Is it okay to work on a problem which is incremental as your first Ph.D problem?
Yes!
Your goal for your first problem is just to publish something. It doesn’t have to be significant. It doesn’t have to be in a top conference. It doesn’t have to be related to your eventual thesis topic. It doesn’t even have to be in the same subfield as anything else you publish in the future. Just publish something.
This is just getting you used to the process of writing and revising and submitting and being frustrated by bad reviews and rerevising and seeing the results in print, so that none of that stuff is a barrier later.

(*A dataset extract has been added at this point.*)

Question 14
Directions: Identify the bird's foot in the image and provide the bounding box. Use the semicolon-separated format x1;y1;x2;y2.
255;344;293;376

This is inoculation against the inevitable future Impostor Syndrome telling you that you can’t do this, because you already did this.
To add to JeffE's answer: Yes, and it is encouraged for inexperienced researchers.
Check Eamonn Keogh's awesome slides on how to do research:
http://www.cs.ucr.edu/~eamonn/Keogh_SIGKDD09_tutorial.pdf
In particular, read from page 20: "Finding research problem":
Some people have suggested that this method can lead to incremental, boring, low-risk papers...
- Perhaps, but there are 104 papers in SIGKDD this year, they are not all going to be groundbreaking.
- Sometimes ideas that seem incremental at first blush may turn out tobe very exciting as you explore the problem.
- An early career person might eventually go on to do high risk research, after they have a “cushion” of two or three lower-risk SIGKDD papers.
Data mining is not my field, but I heard that KDD is the top-tier conference there.